Charles Nesson Says RIAA Creating “Urban Legend” Around CopyrightBy: Zach Walton - May 16, 2012
You may recall the story of Joel Tenenbaum, the young man who chose to fight the RIAA when the group began to go after individual file sharers during the last decade. He has been caught in a legal hell for the latter half of the decade going from court to court and it looks like it will never end.
Enough is enough or says Tenenbaum’s lawyer, Charles Nesson, in a petition to the Supreme Court. The document obtained by Ars Technica shows a passionate argument against the RIAA and its tactics of threatening users unless they settle outside of court for a few thousand dollars.
The first part of the petition points out that the DOJ is in cahoots with the RIAA by pursuing the remittitur procedure against Tenenbaum to keep him in “endless litigation.” He calls it an “unnecessary and unwarranted extension of power” to the RIAA that only gives them more reason to attack people who have no knowledge or power to fight against copyright claims.

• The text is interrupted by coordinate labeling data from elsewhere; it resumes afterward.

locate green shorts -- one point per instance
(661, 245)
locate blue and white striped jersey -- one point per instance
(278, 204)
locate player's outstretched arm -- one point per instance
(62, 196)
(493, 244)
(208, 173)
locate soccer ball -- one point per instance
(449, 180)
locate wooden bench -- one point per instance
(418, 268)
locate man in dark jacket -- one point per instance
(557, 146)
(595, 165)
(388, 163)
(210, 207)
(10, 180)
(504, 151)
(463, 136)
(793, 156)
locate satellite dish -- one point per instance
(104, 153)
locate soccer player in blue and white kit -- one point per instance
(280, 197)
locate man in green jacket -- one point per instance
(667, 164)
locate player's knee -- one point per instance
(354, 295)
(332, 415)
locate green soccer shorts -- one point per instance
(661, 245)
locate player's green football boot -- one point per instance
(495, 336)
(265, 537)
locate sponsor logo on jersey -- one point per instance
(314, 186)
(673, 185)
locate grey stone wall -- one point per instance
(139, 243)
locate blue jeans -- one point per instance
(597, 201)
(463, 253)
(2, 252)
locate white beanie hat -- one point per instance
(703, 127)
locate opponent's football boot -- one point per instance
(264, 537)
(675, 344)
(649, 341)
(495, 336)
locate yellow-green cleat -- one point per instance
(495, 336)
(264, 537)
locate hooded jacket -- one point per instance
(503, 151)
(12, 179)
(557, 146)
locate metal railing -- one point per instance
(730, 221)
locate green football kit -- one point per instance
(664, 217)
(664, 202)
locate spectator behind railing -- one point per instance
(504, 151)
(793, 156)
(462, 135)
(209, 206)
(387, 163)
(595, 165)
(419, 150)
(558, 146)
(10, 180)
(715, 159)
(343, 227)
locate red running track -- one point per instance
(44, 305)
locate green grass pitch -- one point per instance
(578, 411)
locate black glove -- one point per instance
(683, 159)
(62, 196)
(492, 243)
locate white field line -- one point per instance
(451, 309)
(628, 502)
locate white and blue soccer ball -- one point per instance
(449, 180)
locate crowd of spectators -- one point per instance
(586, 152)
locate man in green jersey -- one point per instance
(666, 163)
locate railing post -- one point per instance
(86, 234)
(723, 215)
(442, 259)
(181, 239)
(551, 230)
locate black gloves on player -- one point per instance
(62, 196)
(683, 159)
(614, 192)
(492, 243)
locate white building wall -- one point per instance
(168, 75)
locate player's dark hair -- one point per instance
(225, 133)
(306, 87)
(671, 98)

Remittitur is good thing though, right? It allows the judge to overturn the damages awarded by the jury because the amount awarded was too high. That’s where you’re wrong says Nesson as he points out that remittitur in this case only subjects Tenenbaum to more trials instead of being able to fight against the unconstitutionality of what the RIAA is doing. He says that the RIAA is using remittitur over and over agains until the defendant is forced to settle.
All of this is a ploy by the RIAA and the DOJ to force people into settling without ever reaching the constitutional question. As proven time and time again, groups like the RIAA don’t want to take these things to court. Instead of being forced to answer questions about the constitutionality of their absurd claims that a single song costs them thousands in damages, they want to force defendants to settle in the lower courts.
The RIAA has stopped targeting individuals though, so maybe Tenenbaum should just settle. Nothing like this will happen again, right? Wrong says Nesson as he points out that other groups, especially porn studios, have taken up the RIAA’s old tactics. It would be in the nation’s best interest if the Supreme Court were to offer an opinion so that all current litigation can be laid to rest.
Nesson also points out that every copyright case that the RIAA uses to defend their right to sue citizens for absurd amounts of damages comes from the old 1909 copyright law. The updated law from 1976 makes it so that plaintiffs are only awarded what they truly lost instead of the ridiculous statutory damages.
The true crux of Nesson’s argument is in the third section though. Here is where he lays down the true motive behind the RIAA’s assault on individuals:
RIAA’s litigation assault on individual file-sharers, Tenenbaum and Thomas-Rasset among them, is procedurally unfair and profoundly unethical. It pits an industry against an individual and punishes the individual for what others have done and will do. It seeks to punish him beyond any rational measure of the damage he conceivably caused, not for the purpose of recovering compensation for actual damage caused by him, nor for the primary purpose of deterring him from further copyright infringement, but for the ulterior purpose of creating an urban legend so frightening to children using the internet, and so frightening to parents and teachers of students using the internet, that they will somehow reverse the tide of the digital future. The individual is to be grievously punished as an act of public education.
He also makes the excellent point that one man’s actions can not be made tantamount to the actions of million of file sharers around the world. It’s almost like the RIAA is punishing Tenenbaum for the millions of shared files going around the world at this very minute when in fact he only downloaded 23 songs.
Plaintiffs attempt to substitute the action of one individual for the actions of millions. They seek to leverage the damage attributable to all file sharing tojustify heinous punishments for one. Tenenbaum, acting as one individual, did not (and could not) cause the injuries the RIAA describes. Nor is he answerable for the amount of damages that they seek to collect from him. File sharing as a whole caused the injuries about which the RIAA complains. Had Tenenbaum never shared, the songs would have been shared and available nonetheless. Tenenbaum did not create filesharing and he was not in any way critical to its spread or its effects. It cannot be that he, individually, caused the destruction of the complete value of each of plaintiffs’ copyrighted works. It was not Tenenbaum alone who reduced income and profits for the recording industry; it was not Tenenbaum who cost employees their jobs — it was the global millions engaged in filesharing that did all this
It’s a valid question that the Supreme Court needs to address. Of course, the RIAA has already found their solution – trying to block access to, or shutting down, sites that they see as a threat to their monopoly over creative works. It’s already proven that it doesn’t work so it’s only a matter of time before the RIAA starts going after dead people and grandmothers with settlement letters.